Hare in Latin America Advisor on U.S.-Cuba Relations

US Cuban flags

Amb. Paul Webster Hare, Senior Lecturer at the Frederick S. Pardee School of Global Studies at Boston University, was recently interviewed for an article on the state of relations between the United States and Cuba. 

Hare was quoted in a November 17, 2017 article in Latin America Advisor entitled “How Badly Have U.S. Relations With Cuba Deteriorated?

From the text of the article:

“The regulations will baffle Americans, and maybe that is what they are intended to do. Coupled with the health warning over the sonic attacks, an already nervous public will agonize about being prosecuted for visiting Cuba. Many will decide it’s not worth the bother. Even so, the rules are unenforceable. Yes, it is possible to blacklist hotels and restaurants, but it is nearly impossible visiting Cuba to avoid ‘financial transactions’ with groups like CIMEX, Gaviota and especially GAESA, which really controls the others. A taxi from Havana airport or a tour bus meeting a cruise ship are all likely to be military-owned.
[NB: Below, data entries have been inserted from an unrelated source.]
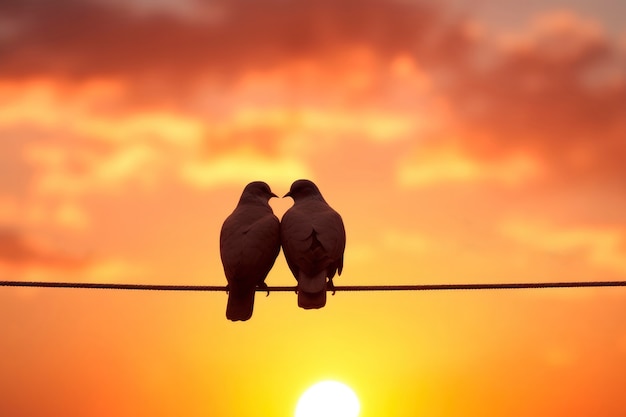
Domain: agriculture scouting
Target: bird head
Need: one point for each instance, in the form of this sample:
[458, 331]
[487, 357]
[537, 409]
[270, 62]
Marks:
[257, 190]
[303, 189]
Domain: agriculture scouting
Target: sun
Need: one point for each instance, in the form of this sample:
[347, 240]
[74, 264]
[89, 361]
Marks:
[328, 399]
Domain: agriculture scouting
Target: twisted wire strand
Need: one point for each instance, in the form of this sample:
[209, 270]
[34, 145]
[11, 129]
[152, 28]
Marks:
[221, 288]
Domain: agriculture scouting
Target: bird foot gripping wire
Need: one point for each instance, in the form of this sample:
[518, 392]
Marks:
[265, 287]
[331, 286]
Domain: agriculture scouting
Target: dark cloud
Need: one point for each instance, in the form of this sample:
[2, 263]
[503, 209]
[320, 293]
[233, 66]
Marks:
[15, 249]
[80, 38]
[560, 97]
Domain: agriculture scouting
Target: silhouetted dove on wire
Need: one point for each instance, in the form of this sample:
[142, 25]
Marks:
[313, 240]
[249, 245]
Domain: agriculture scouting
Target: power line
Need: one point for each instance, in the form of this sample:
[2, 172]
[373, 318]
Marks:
[221, 288]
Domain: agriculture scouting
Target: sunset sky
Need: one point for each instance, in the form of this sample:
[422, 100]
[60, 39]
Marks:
[461, 141]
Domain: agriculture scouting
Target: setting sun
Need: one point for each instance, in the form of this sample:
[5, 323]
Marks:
[328, 399]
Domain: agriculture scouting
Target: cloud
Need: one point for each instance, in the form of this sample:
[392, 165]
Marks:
[550, 91]
[601, 247]
[73, 38]
[17, 250]
[450, 165]
[242, 167]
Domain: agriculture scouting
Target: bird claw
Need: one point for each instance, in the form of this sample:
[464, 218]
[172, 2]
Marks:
[331, 286]
[265, 287]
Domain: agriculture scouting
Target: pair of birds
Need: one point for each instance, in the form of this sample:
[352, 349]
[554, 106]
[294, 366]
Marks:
[311, 234]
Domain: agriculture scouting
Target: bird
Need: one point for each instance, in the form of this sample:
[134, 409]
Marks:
[313, 239]
[249, 246]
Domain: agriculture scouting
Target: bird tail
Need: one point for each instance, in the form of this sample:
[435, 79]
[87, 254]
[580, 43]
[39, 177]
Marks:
[312, 291]
[240, 304]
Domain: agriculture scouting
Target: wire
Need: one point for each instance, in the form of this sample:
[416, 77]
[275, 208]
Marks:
[425, 287]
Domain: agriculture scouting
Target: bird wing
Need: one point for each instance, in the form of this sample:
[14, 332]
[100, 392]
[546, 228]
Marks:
[313, 238]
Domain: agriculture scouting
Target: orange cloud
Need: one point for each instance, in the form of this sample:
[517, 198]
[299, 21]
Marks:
[241, 167]
[601, 247]
[449, 165]
[17, 250]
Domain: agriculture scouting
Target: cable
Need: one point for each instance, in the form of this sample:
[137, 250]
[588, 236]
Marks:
[424, 287]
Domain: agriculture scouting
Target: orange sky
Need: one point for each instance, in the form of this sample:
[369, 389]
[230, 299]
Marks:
[462, 143]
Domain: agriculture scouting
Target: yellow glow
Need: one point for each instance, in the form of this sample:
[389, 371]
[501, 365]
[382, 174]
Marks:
[328, 399]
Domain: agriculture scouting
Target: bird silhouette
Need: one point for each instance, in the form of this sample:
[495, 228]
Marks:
[249, 245]
[313, 238]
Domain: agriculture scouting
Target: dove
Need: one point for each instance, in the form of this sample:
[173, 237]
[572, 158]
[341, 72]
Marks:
[313, 238]
[249, 246]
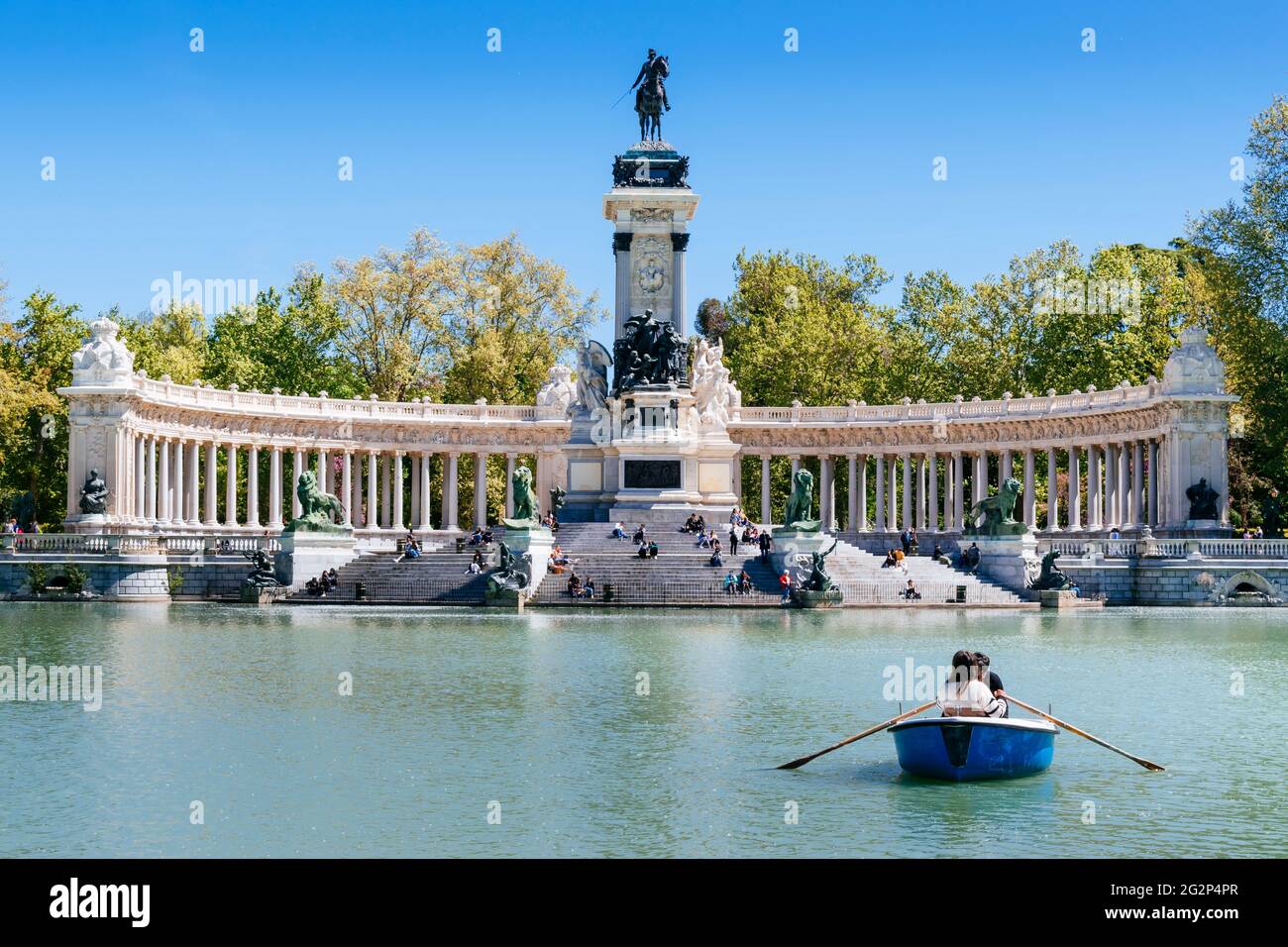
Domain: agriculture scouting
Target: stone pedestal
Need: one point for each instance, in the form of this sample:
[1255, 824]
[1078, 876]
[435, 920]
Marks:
[85, 523]
[1056, 598]
[305, 556]
[1005, 560]
[793, 544]
[531, 549]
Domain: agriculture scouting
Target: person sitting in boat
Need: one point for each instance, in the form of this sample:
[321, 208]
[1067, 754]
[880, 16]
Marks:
[965, 694]
[995, 684]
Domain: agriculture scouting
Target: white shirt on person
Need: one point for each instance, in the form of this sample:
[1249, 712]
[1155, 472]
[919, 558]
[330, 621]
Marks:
[974, 694]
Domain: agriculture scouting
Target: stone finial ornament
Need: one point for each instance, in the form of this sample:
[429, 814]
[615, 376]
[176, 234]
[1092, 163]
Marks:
[1194, 367]
[103, 360]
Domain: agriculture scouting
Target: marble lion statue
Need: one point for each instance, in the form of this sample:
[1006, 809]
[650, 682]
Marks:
[996, 509]
[524, 496]
[316, 506]
[799, 502]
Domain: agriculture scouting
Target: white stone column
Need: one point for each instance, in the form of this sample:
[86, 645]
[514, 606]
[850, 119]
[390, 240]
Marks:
[193, 489]
[151, 476]
[231, 487]
[347, 487]
[180, 496]
[932, 492]
[1052, 491]
[918, 463]
[386, 497]
[958, 491]
[357, 518]
[397, 487]
[893, 492]
[851, 496]
[1137, 484]
[373, 517]
[979, 480]
[510, 459]
[253, 486]
[907, 460]
[1030, 508]
[765, 509]
[1122, 482]
[880, 492]
[141, 478]
[274, 487]
[163, 486]
[1094, 518]
[296, 472]
[948, 492]
[825, 497]
[1074, 488]
[1151, 497]
[425, 501]
[481, 489]
[450, 492]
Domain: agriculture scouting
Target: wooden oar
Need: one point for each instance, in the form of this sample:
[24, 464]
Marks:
[1083, 733]
[868, 732]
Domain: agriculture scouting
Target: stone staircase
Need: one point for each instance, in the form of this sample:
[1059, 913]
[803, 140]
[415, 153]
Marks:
[439, 577]
[683, 577]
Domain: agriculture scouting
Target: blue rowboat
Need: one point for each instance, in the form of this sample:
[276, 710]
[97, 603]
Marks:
[962, 749]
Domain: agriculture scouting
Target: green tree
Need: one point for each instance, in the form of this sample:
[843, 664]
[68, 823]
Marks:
[282, 343]
[511, 317]
[168, 343]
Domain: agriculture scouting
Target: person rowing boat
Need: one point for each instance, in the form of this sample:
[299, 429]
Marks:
[965, 694]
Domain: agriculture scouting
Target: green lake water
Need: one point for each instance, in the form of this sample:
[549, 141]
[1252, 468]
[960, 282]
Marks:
[456, 710]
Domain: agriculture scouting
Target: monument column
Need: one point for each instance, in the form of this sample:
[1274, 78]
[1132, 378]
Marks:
[141, 478]
[425, 504]
[163, 486]
[180, 499]
[1122, 483]
[948, 492]
[347, 487]
[509, 484]
[373, 517]
[851, 497]
[1074, 488]
[1151, 496]
[825, 496]
[296, 472]
[1137, 484]
[450, 492]
[622, 257]
[765, 510]
[880, 492]
[274, 487]
[1052, 491]
[861, 493]
[1030, 508]
[679, 304]
[395, 487]
[1093, 487]
[481, 489]
[958, 492]
[932, 492]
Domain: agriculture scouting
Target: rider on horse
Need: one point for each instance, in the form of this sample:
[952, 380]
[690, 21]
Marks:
[651, 73]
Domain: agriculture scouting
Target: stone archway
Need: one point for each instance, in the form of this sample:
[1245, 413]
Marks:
[1248, 581]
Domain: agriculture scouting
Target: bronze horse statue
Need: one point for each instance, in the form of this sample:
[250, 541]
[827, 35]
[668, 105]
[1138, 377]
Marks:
[651, 97]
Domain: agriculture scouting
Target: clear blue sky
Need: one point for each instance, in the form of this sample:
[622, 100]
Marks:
[223, 163]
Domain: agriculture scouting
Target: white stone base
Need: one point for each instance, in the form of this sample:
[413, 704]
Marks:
[791, 544]
[305, 556]
[1005, 560]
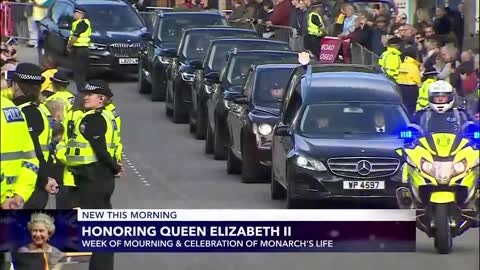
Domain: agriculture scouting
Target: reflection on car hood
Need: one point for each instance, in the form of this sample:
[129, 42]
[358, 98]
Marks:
[108, 37]
[329, 148]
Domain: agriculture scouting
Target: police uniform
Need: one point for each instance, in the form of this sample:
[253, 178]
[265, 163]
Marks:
[315, 32]
[39, 123]
[429, 77]
[390, 60]
[60, 80]
[450, 121]
[82, 30]
[90, 157]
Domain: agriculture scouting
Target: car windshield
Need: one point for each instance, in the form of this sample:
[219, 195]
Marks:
[171, 28]
[197, 43]
[238, 68]
[218, 55]
[113, 18]
[332, 120]
[270, 85]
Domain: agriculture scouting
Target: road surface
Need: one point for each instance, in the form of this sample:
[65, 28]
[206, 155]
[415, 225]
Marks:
[167, 168]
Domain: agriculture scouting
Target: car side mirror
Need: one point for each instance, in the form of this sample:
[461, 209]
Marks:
[212, 77]
[281, 131]
[147, 36]
[168, 53]
[195, 64]
[240, 100]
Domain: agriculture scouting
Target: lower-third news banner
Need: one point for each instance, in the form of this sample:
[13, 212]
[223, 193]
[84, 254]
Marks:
[210, 230]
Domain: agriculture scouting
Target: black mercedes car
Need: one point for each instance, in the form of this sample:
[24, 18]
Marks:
[227, 85]
[166, 33]
[214, 61]
[337, 135]
[117, 34]
[189, 58]
[251, 118]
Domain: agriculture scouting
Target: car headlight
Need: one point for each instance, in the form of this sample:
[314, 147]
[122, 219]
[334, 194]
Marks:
[264, 129]
[310, 164]
[97, 46]
[227, 103]
[164, 60]
[187, 76]
[427, 167]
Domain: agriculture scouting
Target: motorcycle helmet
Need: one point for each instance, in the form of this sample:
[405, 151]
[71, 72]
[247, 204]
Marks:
[441, 96]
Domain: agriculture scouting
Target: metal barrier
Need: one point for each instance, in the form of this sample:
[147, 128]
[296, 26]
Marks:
[16, 20]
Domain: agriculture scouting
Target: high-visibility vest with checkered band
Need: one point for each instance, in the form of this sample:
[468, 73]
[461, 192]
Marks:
[19, 164]
[79, 151]
[84, 39]
[45, 137]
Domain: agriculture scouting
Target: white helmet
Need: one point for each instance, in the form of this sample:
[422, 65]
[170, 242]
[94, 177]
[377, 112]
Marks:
[441, 96]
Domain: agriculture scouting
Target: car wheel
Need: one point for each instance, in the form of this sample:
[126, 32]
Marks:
[201, 125]
[277, 191]
[209, 140]
[219, 152]
[143, 86]
[158, 88]
[234, 165]
[251, 171]
[179, 116]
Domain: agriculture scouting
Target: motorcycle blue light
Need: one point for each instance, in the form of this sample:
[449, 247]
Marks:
[406, 134]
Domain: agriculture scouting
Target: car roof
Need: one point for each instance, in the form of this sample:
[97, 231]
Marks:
[263, 67]
[348, 86]
[219, 28]
[177, 12]
[248, 39]
[100, 2]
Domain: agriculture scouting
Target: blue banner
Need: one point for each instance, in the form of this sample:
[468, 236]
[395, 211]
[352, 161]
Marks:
[176, 235]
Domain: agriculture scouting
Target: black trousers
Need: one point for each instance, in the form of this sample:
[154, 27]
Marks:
[95, 186]
[79, 65]
[312, 43]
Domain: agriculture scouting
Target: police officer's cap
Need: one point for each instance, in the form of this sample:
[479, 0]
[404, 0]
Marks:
[60, 77]
[80, 9]
[28, 73]
[394, 41]
[97, 87]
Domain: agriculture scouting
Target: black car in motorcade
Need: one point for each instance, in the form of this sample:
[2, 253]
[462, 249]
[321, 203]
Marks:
[226, 86]
[167, 30]
[189, 58]
[117, 34]
[251, 118]
[337, 135]
[213, 62]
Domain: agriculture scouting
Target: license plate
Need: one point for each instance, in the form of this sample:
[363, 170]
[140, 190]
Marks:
[128, 61]
[364, 185]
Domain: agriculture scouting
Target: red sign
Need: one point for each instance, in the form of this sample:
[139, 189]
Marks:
[329, 49]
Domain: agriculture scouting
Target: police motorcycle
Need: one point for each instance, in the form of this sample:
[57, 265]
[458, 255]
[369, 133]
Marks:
[441, 171]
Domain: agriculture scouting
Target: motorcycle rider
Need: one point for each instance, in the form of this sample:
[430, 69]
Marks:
[441, 115]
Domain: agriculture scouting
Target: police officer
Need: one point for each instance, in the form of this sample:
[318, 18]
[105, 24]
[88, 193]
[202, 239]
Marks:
[90, 156]
[19, 164]
[441, 116]
[26, 86]
[429, 77]
[390, 60]
[68, 195]
[315, 30]
[77, 46]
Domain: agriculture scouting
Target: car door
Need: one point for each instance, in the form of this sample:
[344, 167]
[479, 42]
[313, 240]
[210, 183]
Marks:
[238, 115]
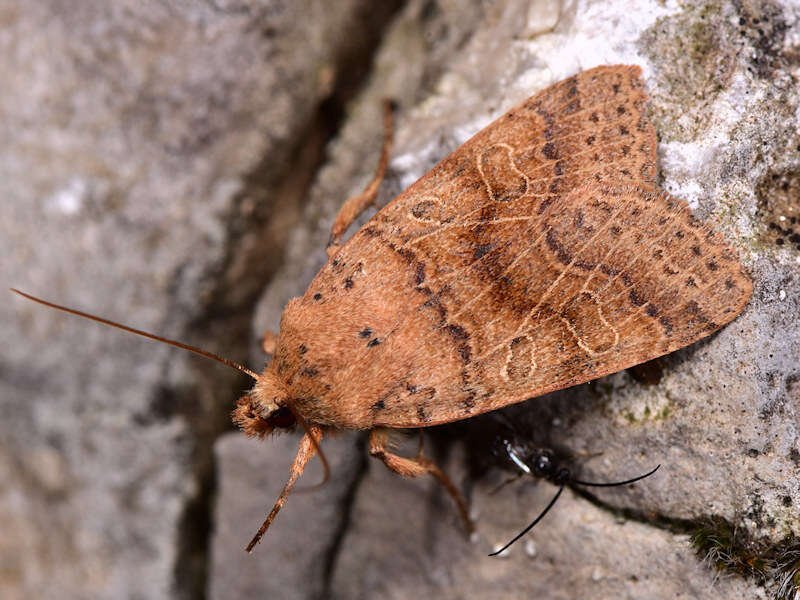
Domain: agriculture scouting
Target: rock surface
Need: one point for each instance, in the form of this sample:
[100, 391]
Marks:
[154, 165]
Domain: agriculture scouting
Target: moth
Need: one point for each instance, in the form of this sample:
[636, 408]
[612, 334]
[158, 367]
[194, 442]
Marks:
[537, 256]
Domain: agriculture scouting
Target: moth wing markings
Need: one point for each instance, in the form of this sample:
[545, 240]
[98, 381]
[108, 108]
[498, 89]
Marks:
[627, 75]
[535, 141]
[446, 227]
[510, 153]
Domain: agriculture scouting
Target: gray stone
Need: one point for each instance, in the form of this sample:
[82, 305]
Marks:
[152, 172]
[722, 417]
[154, 155]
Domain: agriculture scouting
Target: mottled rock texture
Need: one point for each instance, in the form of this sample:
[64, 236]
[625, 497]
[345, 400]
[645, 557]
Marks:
[166, 164]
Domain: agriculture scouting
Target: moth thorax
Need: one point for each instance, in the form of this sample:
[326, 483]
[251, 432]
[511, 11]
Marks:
[259, 412]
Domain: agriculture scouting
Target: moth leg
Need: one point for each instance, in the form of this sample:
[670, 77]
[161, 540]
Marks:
[268, 342]
[305, 451]
[414, 467]
[358, 204]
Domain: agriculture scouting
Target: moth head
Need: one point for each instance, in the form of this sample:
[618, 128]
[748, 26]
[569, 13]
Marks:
[264, 409]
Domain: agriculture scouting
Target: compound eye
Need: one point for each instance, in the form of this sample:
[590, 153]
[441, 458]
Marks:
[282, 418]
[543, 464]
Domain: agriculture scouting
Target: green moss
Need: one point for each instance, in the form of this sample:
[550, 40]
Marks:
[730, 550]
[695, 53]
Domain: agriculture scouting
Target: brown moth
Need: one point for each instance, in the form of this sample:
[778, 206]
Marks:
[536, 256]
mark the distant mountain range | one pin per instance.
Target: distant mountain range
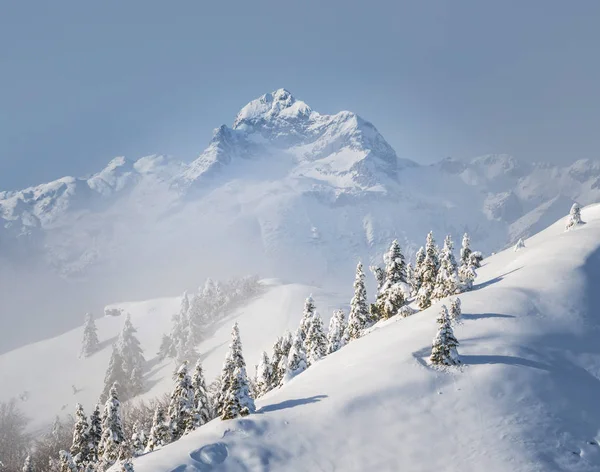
(285, 192)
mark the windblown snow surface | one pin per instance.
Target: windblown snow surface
(526, 398)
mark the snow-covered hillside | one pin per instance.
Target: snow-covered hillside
(44, 373)
(285, 192)
(525, 399)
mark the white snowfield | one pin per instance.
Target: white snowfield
(526, 398)
(45, 372)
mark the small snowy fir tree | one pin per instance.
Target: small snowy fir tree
(159, 433)
(112, 430)
(80, 448)
(447, 282)
(428, 273)
(202, 413)
(234, 399)
(418, 271)
(379, 275)
(181, 406)
(443, 351)
(67, 464)
(574, 217)
(167, 348)
(520, 244)
(296, 361)
(455, 311)
(316, 341)
(264, 374)
(94, 434)
(307, 316)
(27, 466)
(335, 333)
(90, 341)
(276, 357)
(133, 358)
(138, 440)
(359, 317)
(114, 374)
(465, 251)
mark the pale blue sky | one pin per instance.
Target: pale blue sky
(82, 82)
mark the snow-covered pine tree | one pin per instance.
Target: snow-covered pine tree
(167, 348)
(465, 251)
(428, 273)
(520, 244)
(159, 433)
(379, 275)
(574, 217)
(138, 440)
(455, 311)
(335, 333)
(90, 341)
(276, 356)
(181, 406)
(112, 430)
(316, 341)
(307, 315)
(264, 374)
(418, 271)
(447, 282)
(359, 317)
(94, 434)
(296, 360)
(114, 374)
(27, 465)
(443, 351)
(202, 413)
(80, 448)
(133, 357)
(67, 464)
(234, 399)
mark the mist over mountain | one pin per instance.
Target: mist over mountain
(284, 192)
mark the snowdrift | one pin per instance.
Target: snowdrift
(526, 398)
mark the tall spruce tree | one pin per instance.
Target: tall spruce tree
(202, 413)
(574, 219)
(112, 430)
(133, 357)
(181, 406)
(234, 399)
(264, 374)
(90, 341)
(296, 360)
(316, 341)
(429, 270)
(359, 317)
(80, 448)
(307, 316)
(443, 351)
(447, 282)
(159, 433)
(114, 374)
(94, 434)
(335, 333)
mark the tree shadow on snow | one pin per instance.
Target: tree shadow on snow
(507, 360)
(291, 403)
(480, 316)
(494, 280)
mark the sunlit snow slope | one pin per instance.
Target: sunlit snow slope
(526, 399)
(46, 371)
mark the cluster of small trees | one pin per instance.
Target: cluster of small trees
(196, 316)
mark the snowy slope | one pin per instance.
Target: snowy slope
(47, 370)
(285, 192)
(526, 398)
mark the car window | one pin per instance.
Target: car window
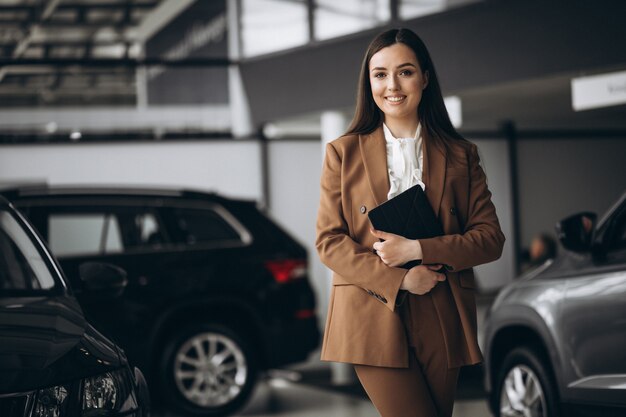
(84, 234)
(204, 226)
(103, 230)
(22, 266)
(618, 233)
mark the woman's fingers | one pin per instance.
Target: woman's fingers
(382, 235)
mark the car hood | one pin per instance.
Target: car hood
(45, 341)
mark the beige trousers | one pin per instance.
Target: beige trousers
(427, 387)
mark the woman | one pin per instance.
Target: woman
(406, 331)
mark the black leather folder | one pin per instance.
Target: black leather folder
(408, 214)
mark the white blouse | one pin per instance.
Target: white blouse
(405, 161)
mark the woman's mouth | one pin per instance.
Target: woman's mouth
(395, 99)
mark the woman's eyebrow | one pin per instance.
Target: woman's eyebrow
(406, 64)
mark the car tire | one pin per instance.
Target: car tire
(525, 387)
(208, 370)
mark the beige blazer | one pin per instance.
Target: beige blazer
(362, 325)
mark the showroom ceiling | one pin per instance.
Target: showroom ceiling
(61, 52)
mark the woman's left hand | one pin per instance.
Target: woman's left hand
(396, 250)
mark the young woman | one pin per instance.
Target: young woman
(406, 331)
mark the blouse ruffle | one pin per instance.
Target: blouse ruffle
(404, 162)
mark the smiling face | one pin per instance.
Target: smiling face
(397, 82)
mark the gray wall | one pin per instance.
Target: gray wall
(495, 162)
(559, 177)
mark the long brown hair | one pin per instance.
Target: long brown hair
(431, 111)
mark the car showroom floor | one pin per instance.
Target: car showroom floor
(278, 396)
(305, 391)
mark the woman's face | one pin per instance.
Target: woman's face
(397, 82)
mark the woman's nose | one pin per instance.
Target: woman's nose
(392, 84)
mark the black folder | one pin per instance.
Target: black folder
(408, 214)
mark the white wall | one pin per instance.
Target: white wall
(294, 174)
(229, 167)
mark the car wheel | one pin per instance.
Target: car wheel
(524, 386)
(207, 369)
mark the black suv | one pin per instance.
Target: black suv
(216, 290)
(52, 362)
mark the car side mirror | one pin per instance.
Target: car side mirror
(576, 232)
(103, 278)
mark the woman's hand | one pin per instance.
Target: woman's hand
(421, 279)
(396, 250)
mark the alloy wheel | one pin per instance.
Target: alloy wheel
(522, 394)
(210, 369)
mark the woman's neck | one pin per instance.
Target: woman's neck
(402, 128)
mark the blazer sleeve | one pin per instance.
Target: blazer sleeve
(354, 262)
(482, 240)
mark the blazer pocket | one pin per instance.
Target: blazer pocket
(467, 280)
(457, 172)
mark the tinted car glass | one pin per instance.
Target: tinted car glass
(21, 265)
(83, 234)
(110, 230)
(204, 226)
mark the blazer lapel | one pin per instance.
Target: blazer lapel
(374, 155)
(434, 171)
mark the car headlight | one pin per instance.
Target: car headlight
(51, 402)
(100, 395)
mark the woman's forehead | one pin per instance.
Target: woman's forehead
(393, 56)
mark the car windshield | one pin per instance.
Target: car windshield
(22, 266)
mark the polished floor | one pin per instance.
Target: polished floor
(305, 390)
(278, 397)
(303, 393)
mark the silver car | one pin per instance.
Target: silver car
(555, 339)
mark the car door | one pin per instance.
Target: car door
(126, 235)
(595, 307)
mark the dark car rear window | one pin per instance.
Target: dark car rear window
(204, 226)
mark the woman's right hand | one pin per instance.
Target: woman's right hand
(422, 278)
So is the store where an American buys bottled water. Because, despite what the U.S. Treasury says, there are no legal privately owned ‘stores’ in Cuba. And the requirement to have a ‘full-time schedule’ of permitted activities is again a fantasy. Who can check? Trump’s aim is to put Cuba again into an adversarial category even though at the United Nations he said the United States did not seek ‘to impose our way of life on anyone.’ There could hardly be a worse time for the United States to be disengaging diplomatically from Cuba as Raúl Castro prepares to step down. Russia, China, Iran and others are delighted. The policies might have banned direct flights from the United States. The travel industry is obviously the main target, but all U.S. companies can no longer take space in the Mariel Free Port because that is administered by Almacenes Universales, part of GAESA.”

Amb. Hare teaches classes at Boston University on Diplomatic Practice, Arms Control, Intercultural Communication and on Cuba in Transition. His novel, “Moncada – A Cuban Story”, set in modern Cuba, was published in May 2010. His book “Making Diplomacy Work; Intelligent Innovation for the Modern World.’ was published in early 2015.